The officials in Scotland wanted to succeed in this challenge but they were under considerable time pressure. They needed the building as soon as possible because they were in temporary accommodation and expected to be there for at least the first two years of the new parliament. Initial funding for the project was provided by the Scottish Office. It has since received funding from the Scottish Executive and a number of academic funding bodies.
After much discussion and debate, Scottish officials decided that the location for the new parliament building should be in Holyrood. This proposal was a late entry into the site selection process. However, dialogue with Scottish and Newcastle, the then owners of the site, continued and they offered it in December 1997. In January 1998, Donald Dewar, the former first minister, identified the selection of Holyrood as: A purpose-built parliament, offered to make a statement about Scotland’s future; its city centre location; and its historical links. (cited in www.scottish.parliament.uk).
The choice of design and architect also took time through stages of competition. Seventy teams were originally chosen to continue in the competition and five teams reached the final stage. These final five teams were asked to produce indicative design ideas for the Parliament building at Holyrood.

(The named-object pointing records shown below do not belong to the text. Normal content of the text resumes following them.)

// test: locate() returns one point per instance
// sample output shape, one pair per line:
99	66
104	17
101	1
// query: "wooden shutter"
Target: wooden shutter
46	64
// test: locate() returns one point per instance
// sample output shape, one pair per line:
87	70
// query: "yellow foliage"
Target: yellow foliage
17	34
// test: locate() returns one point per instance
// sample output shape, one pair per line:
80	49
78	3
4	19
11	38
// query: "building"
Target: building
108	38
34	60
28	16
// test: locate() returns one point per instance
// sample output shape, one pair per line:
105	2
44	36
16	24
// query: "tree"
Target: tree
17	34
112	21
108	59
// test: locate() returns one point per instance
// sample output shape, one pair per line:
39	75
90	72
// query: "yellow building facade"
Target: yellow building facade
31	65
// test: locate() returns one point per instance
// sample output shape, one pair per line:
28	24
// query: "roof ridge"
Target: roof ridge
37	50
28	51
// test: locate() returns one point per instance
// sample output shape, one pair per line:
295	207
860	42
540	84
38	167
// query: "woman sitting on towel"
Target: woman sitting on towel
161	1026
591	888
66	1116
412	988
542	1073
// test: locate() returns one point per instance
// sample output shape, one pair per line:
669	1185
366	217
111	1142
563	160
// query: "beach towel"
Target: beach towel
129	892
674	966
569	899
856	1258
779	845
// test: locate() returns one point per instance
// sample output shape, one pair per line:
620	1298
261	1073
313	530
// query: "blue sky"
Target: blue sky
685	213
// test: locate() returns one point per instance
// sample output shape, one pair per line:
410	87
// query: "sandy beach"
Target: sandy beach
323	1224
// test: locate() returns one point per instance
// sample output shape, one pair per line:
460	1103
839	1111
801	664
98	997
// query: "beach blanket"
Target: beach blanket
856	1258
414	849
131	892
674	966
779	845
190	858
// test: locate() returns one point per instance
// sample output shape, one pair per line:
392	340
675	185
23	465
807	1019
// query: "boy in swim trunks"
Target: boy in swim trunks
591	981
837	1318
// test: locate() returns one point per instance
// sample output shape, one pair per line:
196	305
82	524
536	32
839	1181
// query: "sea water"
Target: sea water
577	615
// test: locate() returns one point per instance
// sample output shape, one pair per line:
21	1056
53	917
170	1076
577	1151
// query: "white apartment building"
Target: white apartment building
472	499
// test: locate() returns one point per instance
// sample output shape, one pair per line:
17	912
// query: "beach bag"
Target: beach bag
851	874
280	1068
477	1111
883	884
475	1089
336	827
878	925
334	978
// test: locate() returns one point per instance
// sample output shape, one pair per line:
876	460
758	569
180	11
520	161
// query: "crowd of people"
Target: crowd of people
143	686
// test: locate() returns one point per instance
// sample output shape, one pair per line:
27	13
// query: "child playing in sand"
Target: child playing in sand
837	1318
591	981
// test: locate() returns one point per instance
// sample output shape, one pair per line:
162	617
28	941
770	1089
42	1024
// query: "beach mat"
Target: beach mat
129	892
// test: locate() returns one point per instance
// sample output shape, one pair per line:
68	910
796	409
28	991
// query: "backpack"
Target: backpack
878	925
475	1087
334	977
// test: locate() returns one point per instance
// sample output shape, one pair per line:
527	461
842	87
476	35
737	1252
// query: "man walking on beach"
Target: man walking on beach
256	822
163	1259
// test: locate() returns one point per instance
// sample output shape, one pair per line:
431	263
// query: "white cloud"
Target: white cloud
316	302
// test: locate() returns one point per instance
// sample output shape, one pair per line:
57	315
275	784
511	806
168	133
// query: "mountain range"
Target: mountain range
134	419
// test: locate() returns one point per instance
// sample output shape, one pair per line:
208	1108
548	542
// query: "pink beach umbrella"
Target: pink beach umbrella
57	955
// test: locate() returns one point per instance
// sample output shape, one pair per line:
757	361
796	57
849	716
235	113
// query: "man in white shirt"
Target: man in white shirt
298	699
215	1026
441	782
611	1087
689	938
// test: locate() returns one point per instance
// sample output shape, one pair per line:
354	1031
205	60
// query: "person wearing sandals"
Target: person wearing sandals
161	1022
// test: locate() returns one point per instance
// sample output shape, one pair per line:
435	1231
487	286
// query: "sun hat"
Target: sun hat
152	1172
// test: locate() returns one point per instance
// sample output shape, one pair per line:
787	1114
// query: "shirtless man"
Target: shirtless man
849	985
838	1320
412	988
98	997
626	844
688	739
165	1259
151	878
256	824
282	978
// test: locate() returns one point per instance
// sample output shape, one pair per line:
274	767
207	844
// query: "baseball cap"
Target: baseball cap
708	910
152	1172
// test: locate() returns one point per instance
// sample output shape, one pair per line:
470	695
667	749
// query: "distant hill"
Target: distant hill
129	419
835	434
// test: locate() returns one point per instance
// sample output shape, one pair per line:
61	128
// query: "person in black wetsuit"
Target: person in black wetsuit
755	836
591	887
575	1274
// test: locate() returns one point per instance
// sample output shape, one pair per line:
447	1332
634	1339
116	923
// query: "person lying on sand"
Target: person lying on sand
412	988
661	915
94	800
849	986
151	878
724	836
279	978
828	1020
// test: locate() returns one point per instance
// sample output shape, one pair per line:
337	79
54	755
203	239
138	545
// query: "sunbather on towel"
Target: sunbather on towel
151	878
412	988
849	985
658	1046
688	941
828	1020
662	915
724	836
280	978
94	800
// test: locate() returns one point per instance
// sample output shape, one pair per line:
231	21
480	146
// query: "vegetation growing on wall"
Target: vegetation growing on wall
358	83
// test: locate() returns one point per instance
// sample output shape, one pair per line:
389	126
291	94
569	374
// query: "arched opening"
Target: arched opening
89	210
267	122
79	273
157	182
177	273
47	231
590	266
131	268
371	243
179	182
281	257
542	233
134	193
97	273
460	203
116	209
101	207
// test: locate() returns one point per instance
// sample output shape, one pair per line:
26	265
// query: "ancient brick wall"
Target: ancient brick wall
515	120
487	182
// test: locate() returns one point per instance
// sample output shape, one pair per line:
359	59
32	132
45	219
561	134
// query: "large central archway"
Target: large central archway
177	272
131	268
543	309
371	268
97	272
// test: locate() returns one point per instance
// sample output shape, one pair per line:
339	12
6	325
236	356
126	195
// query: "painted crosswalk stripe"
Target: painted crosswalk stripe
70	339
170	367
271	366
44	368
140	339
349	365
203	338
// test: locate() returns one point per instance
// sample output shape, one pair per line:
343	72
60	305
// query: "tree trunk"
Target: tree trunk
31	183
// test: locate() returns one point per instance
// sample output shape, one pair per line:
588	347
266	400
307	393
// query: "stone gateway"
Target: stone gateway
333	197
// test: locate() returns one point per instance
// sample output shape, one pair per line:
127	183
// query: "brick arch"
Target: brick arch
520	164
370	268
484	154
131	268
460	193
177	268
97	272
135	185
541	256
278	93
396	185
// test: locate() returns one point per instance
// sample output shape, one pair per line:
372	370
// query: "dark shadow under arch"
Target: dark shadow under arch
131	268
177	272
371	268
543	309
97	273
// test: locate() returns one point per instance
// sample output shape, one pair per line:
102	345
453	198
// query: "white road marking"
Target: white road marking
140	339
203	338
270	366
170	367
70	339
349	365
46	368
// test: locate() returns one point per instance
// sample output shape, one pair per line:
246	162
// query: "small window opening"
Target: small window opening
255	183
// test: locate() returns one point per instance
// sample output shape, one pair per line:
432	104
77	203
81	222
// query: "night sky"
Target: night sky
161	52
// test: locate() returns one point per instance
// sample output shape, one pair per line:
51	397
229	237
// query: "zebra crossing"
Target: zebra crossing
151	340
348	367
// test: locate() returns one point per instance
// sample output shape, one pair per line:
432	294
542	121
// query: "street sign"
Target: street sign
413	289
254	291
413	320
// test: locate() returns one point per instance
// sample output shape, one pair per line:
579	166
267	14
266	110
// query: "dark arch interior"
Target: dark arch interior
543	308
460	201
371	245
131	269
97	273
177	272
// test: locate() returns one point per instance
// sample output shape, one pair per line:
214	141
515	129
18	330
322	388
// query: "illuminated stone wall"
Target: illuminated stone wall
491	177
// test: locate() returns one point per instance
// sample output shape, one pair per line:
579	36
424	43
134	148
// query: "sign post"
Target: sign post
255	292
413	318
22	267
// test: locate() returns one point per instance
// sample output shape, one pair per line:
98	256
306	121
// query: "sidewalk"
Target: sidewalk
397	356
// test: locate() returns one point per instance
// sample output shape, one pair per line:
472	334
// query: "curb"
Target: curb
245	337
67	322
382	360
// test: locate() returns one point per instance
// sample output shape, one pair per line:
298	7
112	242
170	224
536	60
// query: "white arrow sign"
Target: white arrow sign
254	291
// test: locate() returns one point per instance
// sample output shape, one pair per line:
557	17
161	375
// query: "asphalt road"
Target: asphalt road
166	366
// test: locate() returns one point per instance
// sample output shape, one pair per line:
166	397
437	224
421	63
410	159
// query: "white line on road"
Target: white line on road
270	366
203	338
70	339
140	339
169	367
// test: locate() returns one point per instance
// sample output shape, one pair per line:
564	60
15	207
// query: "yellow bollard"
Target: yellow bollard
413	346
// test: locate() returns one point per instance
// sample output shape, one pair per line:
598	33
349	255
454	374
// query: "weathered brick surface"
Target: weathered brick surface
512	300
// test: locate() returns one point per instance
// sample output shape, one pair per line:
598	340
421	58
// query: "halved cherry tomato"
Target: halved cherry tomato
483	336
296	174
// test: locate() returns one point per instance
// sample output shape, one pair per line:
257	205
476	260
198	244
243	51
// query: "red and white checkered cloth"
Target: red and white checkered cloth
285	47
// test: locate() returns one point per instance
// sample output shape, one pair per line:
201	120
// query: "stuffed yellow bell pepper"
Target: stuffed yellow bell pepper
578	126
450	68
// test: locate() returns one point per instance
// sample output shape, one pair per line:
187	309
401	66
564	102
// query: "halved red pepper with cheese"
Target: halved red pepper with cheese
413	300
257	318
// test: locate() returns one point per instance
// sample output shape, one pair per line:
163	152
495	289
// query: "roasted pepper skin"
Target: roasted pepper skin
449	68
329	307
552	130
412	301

Egan, in section 31 of his report, stated: “We have repeatedly heard the claim that construction is different from manufacturing because every product is unique. We do not agree. Not only are many buildings, such as houses, essentially repeat products which can be continually improved but, more importantly, the process of construction is itself repeated in its essentials from project to project. Indeed, research suggests that up to 80% of inputs into buildings are repeated. Much repair and maintenance work also uses a repeat process. The parallel is not with building cars on the production line; it is with designing and planning the production of a new car model”. In spite of this, the Scottish Parliament building is unique. While most of the activities in construction projects are repetitive processes, as stated in the Egan report, it could be argue that there was a misunderstanding of the nature of the project and the difficulties associated with it. This misunderstanding was caused because of the fact that the project was unique, so the specialized experience and expertise required were rare. Moreover, the necessity to introduce a landmark building is one of the factors that hampered the project. In other words, the delay caused during the lifetime of the project would be less if it was a repetitive project, instead of repetitive activities, as it was very complex in nature, with big challenges to deliver and a high quality building to produce on a densely developed site, against very tight deadlines.